Rheumatoid arthritis overview

Rheumatoid arthritis (RA) is a progressive autoimmune disease that causes severe inflammation. RA mainly affects your joints, but it can also affect other parts of your body, such as your heart. Some people with RA experience periods of intense inflammation, called flares. Currently, there’s no cure for RA. The goal of treatment is to reduce inflammation and slow the progression of the disease. Your doctor will likely prescribe medications to help manage your condition. In some cases, you might also benefit from adding natural remedies, such as green tea, to your treatment plan.

Green tea has been used medicinally for centuries. Made from unfermented tea leaves, it’s a rich source of polyphenols. These plant compounds are powerful antioxidants. They fight free radicals, which are compounds that can damage your cells.

According to the Arthritis Foundation, polyphenols have strong anti-inflammatory properties. Green tea is a particularly good source of epigallocatechin 3-gallate (EGCG). This is a type of polyphenol with particularly potent antioxidant effects.

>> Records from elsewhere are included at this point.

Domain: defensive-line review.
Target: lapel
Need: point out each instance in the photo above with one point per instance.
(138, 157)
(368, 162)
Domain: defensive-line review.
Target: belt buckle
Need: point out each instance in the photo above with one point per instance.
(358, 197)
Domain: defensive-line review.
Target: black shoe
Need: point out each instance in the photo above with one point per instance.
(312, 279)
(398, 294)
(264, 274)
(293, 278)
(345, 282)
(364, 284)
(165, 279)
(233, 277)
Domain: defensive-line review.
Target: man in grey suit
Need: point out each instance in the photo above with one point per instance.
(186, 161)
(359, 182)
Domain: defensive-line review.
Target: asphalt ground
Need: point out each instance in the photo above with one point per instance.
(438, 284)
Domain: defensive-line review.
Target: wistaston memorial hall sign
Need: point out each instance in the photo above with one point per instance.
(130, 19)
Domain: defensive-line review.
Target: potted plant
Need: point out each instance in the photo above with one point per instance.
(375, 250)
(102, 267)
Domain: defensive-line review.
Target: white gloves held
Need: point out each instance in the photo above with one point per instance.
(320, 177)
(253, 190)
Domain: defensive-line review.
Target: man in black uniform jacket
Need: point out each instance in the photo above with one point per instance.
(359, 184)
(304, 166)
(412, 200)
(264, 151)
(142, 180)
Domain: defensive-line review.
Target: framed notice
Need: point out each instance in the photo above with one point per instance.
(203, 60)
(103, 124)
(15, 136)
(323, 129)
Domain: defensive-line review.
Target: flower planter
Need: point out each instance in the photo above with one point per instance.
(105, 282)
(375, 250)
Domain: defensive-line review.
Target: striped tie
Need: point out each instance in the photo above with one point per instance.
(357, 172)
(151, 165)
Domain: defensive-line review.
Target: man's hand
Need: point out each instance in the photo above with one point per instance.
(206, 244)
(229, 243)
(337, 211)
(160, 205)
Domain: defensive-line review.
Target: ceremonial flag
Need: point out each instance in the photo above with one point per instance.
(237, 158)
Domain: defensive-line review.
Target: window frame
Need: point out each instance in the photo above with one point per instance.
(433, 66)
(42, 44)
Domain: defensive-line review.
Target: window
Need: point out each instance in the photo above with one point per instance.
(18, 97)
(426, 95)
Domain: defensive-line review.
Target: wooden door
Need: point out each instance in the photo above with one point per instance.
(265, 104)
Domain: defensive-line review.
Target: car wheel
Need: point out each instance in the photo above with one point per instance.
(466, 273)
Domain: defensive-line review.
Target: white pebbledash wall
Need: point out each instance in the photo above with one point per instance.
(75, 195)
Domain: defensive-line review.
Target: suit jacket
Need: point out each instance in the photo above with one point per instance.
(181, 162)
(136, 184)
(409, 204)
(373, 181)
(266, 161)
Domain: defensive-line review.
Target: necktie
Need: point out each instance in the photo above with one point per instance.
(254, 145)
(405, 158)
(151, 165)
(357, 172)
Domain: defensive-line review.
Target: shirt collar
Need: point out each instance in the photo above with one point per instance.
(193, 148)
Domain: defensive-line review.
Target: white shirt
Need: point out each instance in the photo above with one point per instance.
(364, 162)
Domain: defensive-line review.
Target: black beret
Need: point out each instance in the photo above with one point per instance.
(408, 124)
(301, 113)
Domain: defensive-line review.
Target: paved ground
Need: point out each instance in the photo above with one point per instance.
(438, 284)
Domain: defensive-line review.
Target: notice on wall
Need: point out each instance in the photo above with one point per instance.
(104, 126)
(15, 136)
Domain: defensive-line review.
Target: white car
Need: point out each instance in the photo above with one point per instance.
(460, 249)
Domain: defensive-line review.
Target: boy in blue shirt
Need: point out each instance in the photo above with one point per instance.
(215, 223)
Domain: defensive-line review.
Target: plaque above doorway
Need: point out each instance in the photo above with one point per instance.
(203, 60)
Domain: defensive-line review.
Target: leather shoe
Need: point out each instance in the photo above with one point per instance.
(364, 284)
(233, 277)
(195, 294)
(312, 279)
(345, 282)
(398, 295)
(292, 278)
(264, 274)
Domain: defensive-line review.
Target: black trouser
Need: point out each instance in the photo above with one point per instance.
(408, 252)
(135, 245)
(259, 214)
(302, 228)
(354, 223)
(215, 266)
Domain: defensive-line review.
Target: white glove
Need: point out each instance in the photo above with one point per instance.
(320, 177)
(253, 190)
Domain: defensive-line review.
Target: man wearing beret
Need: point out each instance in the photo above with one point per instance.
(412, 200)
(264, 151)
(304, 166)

Green tea has been the subject of intense interest among medical researchers. For example, scientists from the University of Michigan found evidence that ECGC may have benefits for people with RA. It limits the production of certain molecules in your immune system that can trigger inflammation and joint pain.

According to a review article published in Arthritis Research and Therapy, there are many other potential benefits of green tea as well. For example, ECGC may help protect your cartilage and bones. While more research is needed, these findings are promising.

Green tea may have health benefits not related to arthritis, too. According to the executive editor of Harvard Women’s Health Watch, drinking tea might help boost your concentration and mood. It might help lower your chances of developing heart disease and stroke. Consuming polyphenols from green tea might also reduce your risk of developing some types of cancer, including lung, breast, skin, colon, and prostate.

If you want to enjoy green tea in its natural state, brew it fresh. There may be fewer healthy compounds in instant, bottled, and decaffeinated teas. It’s best to let your tea steep in hot water for three to five minutes.

To limit empty calories in your diet, consider drinking tea unsweetened. A slice of lemon is a tasty, healthy addition.

Green tea supplements are available at many health food stores and pharmacies. They can be found in liquid extract or capsule form.

If you’re considering taking green tea supplements, talk to your doctor first. Consuming too much green tea may be dangerous, especially when it contains caffeine. If you have certain medical conditions, such as high blood pressure, kidney or liver problems, or stomach ulcers, your doctor may advise you to avoid green tea supplements.

Your doctor may also encourage you to avoid green tea if you’re taking certain medications. Green tea may interfere with the effectiveness of some drugs, including certain blood thinners, antibiotics, and beta blockers. It may also cause a dramatic rise in blood pressure when taken with monoamine oxidase inhibitors (MAOIs).

While more research is needed, some studies suggest that green tea may benefit people with RA. Researchers have linked green tea to a host of general health benefits. For most people, it’s a smart beverage choice, especially when you drink it unsweetened.

If you have RA, ask your doctor if green tea might be a good choice for you. They can help you understand the potential benefits and risks of adding it to your routine.